LLMs are optimized for statistical probability of the next word, not truth
They maximize “truthfulness appearance,” not correctness
When they don’t find the answer, they improvise and hallucinate

Referenced Research:

2024 Paper: “LLMs Will Always Hallucinate, and We Need to Live With This” (LLMs Will Always Hallucinate)
June 2025 Paper: “On the Fundamental Impossibility of Hallucination Control” (On the Fundamental Impossibility of Hallucination Control in Large Language Models)
- Impossibility Theorem: No inference mechanism can be simultaneously truthful, complete, informative, and optimal
- This is a mathematical limit, not a correctable bug

The Silver Lining: When you have properly designed architecture, you can reduce hallucination frequency. You can’t eliminate them, but you can make them measurable, manageable, and engineerable.

Production Reality: The answer isn’t “change models,” “add more data,” or “hope it goes better.” The answer is treating your system prompt as true application infrastructure.

[04:56] The Invisible Line: Chat Prompts vs Agent Prompts

The Critical Distinction: Most failures occur because developers don’t see the invisible line separating chat prompts from production agent prompts. Crossing this line changes everything.

Example of Dangerous Prompt:

Respond based on provided documents.
If the question doesn't concern documents, don't respond.
Be precise. Don't hallucinate.

Why This Fails in Production:

Doesn’t specify what counts as a source
Doesn’t define what to do when something is missing
Doesn’t specify what’s allowed
Doesn’t explain what to do when sources contradict

Real-World Scenario: When asked “What’s the maximum discount for a new customer?”, the agent:

Searches documents
Finds “15% renewal discount”
Finds nothing about new customer discounts
Must choose: say “I don’t know” (seems unhelpful) or complete/improvise
Generates plausible answer (e.g., 40%) because it sounds truthful

The Paradigm Shift:

Chat Prompt: Temporary, single-moment question
System Prompt: Permanent production configuration
System prompts are production code written in natural language.
Production code must be tested, or it will likely explode

Framework Differences:

Chat Frameworks: CoSTAR (great for conversations)
Agent Frameworks: RTF (Role-Task-Format), guardrail-oriented patterns aligned to how agents process structure

What Professional System Prompts Must Include:

Role & Identity: Clear definition of agent capabilities
Document Scope: What sources are considered authoritative
Response Management: How to handle different question types
- Ambiguous/complex questions
- Out-of-context questions
- Partially correlated questions
Data Gaps: How to handle missing information
Conflict Resolution: What to do when sources contradict
Privacy & Confidentiality: Especially for corporate environments
Quality Control: What to do/not do, what to write/not write
Error Handling: Clear boundaries and how to manage them Professional Response Example: > “I haven’t found the specific policy for new customers. I found 15% for renewals. For undocumented cases, contact the commercial office.”
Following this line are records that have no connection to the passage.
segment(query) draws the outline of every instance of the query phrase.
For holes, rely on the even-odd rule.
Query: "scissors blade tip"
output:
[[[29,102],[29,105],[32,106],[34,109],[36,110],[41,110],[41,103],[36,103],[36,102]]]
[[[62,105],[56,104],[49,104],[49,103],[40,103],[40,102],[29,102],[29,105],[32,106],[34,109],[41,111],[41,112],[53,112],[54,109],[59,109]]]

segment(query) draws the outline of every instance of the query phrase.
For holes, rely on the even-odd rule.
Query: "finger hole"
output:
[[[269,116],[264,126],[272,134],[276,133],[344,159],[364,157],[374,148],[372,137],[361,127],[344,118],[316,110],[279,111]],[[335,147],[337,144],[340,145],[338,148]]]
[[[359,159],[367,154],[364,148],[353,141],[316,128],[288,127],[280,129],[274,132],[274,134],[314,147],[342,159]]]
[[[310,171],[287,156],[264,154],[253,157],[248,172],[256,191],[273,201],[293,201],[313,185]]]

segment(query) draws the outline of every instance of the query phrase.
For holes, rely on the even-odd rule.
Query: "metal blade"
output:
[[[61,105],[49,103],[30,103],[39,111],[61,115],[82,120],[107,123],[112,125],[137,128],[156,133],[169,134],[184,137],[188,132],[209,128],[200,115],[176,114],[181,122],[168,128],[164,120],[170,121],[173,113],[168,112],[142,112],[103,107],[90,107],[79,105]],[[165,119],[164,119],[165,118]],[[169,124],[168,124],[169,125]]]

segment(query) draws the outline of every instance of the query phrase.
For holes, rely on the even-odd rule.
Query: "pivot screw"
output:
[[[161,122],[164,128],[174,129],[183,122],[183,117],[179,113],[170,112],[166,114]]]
Why This Works: The agent doesn’t invent or improvise because it has rules that eliminate the need to improvise.

[11:36] Rule 1: Treat System Prompts as Production Software

Core Principle: System prompts are not simple text files - they are essential production components of your solution.

The Promptware Engineering Concept: Recent paper formalizes this: Promptware Engineering: Software Engineering for LLM Prompt Development

Prompts are code written as software
They must be treated with software engineering discipline

Common Anti-Pattern:

system_prompt_v3_final_REALLY_final_use_this_one.txt

This file is a symptom you’re managing your agent’s brain with Word document logic.

Version Control Requirements: System prompts must live in a repository with:

Versions: Clear version tags (e.g., v1.2.3)
Reviews: Code review process before deployment
Traceability: Answer three critical questions when issues occur:
1. When did behavior change?
2. Who changed what?
3. Which tests were passed?
4. Why wasn’t it caught?

What to Version Together: Everything that defines behavior:

Agent instructions
Action references
Policy on when/what agent can call
Fallback rules
Response format
Starter prompts

Why Version Together: In Copilot Studio, behavior is the interaction of 5 tightly correlated variables:

Textual instructions
Tools/Actions
Data in knowledge base
Scope limits
Response format

If you change one without the other, you’ve modified the system without knowing it.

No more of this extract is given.